Memorial Day, originally called Decoration Day, is a day to remember the more than one million men and women who died in service to their country since the Civil War began in 1861 and Plant City residents took time to recognize its hometown heroes.
The ceremony, held at American Legion Post 26, was a solemn event as members of the community paid tribute to those who offered the ultimate sacrifice for their country.
Guest speaker Eunice Butts, who served in the U.S. Air Force during the Vietnam War era as well as in the U.S. Air Force Reserves and the Alabama National Guard and is the first African-American woman to move through leadership ranks to become the elected Commander for The American Legion, Department of Florida, shared remarks about God, family, military service and courage. “It takes courage to make it through this world, it takes prayer and courage,” she said.
She encouraged audience members to reflect on who made the chance to live and thrive in this country possible. “The freedoms we enjoy is all on the back of the lives of those soldiers who shed their blood and died for us and also those who made it back home,” she said. “All of our brothers and sisters, we want everyone to know the sacrifices that were made for freedom.”
After her speech, the names of dozens of local veterans who passed away this year were read aloud and after a moment of silence, the list was burned while the sound of “Taps” rang out in the air followed by a 21-gun salute.
Mayor Nate Kilton was reflective as the names were read. “In one aspect it’s sad because there’ve been so many lives that have gone on but it’s very encouraging that there are so many in our community that are serving,” he said.

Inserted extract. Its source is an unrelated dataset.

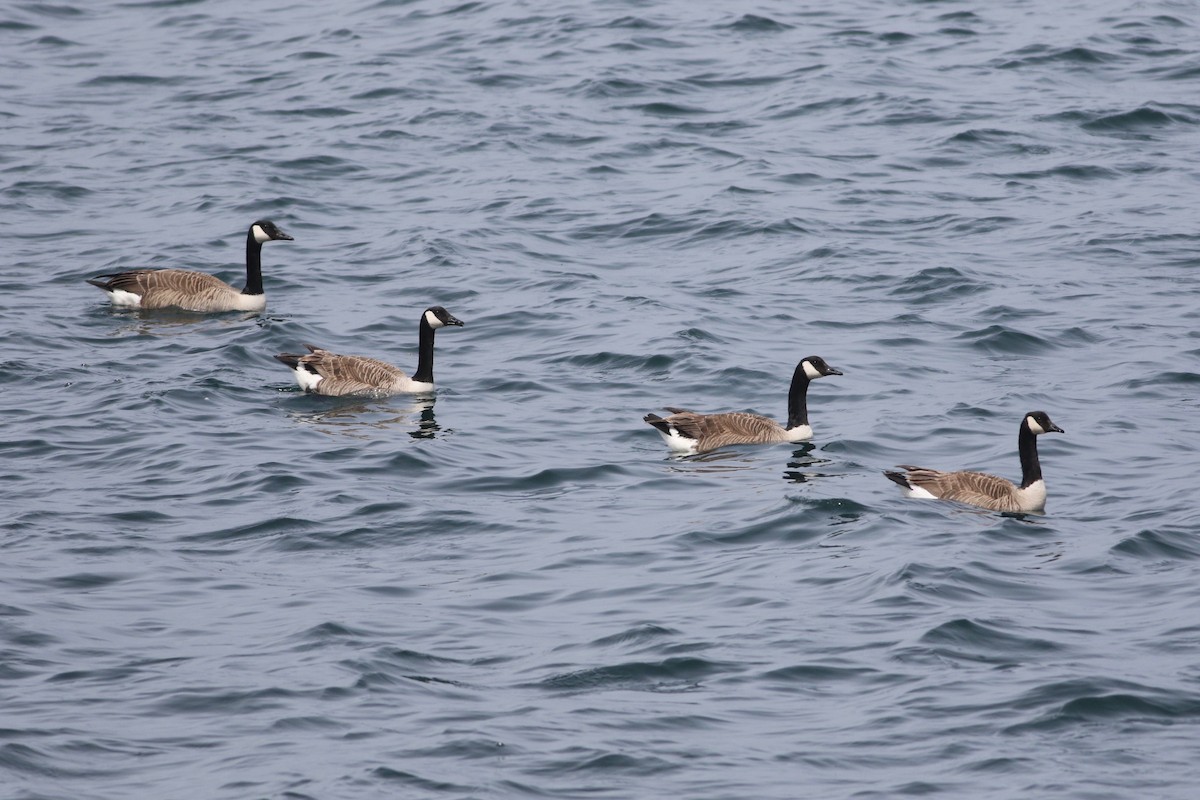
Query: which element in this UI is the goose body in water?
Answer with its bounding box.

Kilton is also thankful for the families that stand behind their soldiers. “It’s not just those that are serving, it’s their families too that are making sacrifices,” he said. “We want to make sure they’re honored too.”
Post 26 Commander Carl Brosky also reflected on the sheer number of names that were read during roll call and considered it a statement about Plant City’s patriotic spirit. “I think it shows the number of people in our community that have served, how many veterans there are in this community,” he said. “Plant City has a lot of veterans and a large number of citizens that supports them.”
Resident and ardent veteran supporter Judy Wise was happy with the event turnout. “It’s just something we all need to do,” said Wise. “We need to stop and realize that freedom is not free and there’s a whole lot of men and women who have paid the ultimate price for this country.”
During the benediction, Post Chaplain Daniel Middlebrooks’ words echoed through the hall. “Bless those that breathe the very air of freedom and may the fire of our devotion light the way of those that come after us,” he prayed.